Employers have so many CVs to get through, they won’t read anything in detail.
They want to scan through it to make sure you have the right experience and qualifications.
Make it easy for them to do that by using bold headings for the different sections and use bullet points to get your experience across.
You don’t need to include your whole life story! Keep the page as de-cluttered as possible.
Opt for the more important things about why you’re perfect for the job. Once you get through to the interview, you can share more and make the employer really want to hire you.
At one point using works like “organised” and “time management” were words that everyone needed to use but they’ve now lost their emphasis.
Instead of telling the employer wants to see the things you’ve gained and how you did it.
Did you help create a best-selling product? Did you lead a team of individuals?
All your accomplishments don’t have to be work-related, as long as they link to the position you are applying for.
If you have personal accomplishments that will make you stand out from the other candidates, use them to your advantage and include them on your CV.
However, really think about whether your personal accomplishments are worth adding; sometimes they just create more words for the employer to disregard.
For example, you could add a blog address if you have something that is on the subject and is popular with people.

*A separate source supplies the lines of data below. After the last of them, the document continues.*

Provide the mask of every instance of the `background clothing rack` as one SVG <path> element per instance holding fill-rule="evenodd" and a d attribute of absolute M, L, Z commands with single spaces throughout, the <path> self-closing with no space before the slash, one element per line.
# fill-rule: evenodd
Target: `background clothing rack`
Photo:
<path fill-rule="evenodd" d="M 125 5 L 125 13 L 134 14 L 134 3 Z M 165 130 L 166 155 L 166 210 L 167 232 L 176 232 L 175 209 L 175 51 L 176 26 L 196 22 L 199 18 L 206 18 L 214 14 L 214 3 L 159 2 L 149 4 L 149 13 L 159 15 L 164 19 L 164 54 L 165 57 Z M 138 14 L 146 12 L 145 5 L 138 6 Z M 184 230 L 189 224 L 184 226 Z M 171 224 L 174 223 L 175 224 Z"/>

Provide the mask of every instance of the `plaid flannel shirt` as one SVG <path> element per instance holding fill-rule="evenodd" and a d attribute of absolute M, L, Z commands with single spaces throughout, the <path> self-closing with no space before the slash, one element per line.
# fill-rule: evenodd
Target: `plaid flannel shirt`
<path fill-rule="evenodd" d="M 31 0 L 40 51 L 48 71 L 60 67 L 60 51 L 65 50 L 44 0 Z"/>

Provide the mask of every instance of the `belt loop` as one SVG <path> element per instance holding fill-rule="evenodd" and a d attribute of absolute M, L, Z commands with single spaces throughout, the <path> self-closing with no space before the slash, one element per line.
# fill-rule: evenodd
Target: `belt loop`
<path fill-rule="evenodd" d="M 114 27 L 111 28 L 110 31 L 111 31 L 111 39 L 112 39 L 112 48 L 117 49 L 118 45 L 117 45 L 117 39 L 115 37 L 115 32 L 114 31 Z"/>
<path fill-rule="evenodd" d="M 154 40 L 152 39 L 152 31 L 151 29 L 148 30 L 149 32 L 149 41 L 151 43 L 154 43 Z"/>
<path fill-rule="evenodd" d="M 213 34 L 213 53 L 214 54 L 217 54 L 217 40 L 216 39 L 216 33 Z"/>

Employers don’t want to flick through page after page so keep it short. Get all the information you need into two sheets of A4 at the most.
This means really making sure the information is relevant to the position you’re applying for.
You could change your CV for each position that you apply. This means that it is tailored for that specific role.
The benefit of doing this is that you only include the skills and qualifications you need within the document instead of pointless information that would have been useful for something else.
This takes more time but does increase the chances of getting the job.
Nothing makes a bad first impression worse than poor spelling and grammar. It makes you look uneducated and like you don’t care about your work. This isn’t good for the employer!
Proofread your CV before you send it in. If you’re not the best with spelling, grammar and punctuation, ask a friend or family member to do that for you.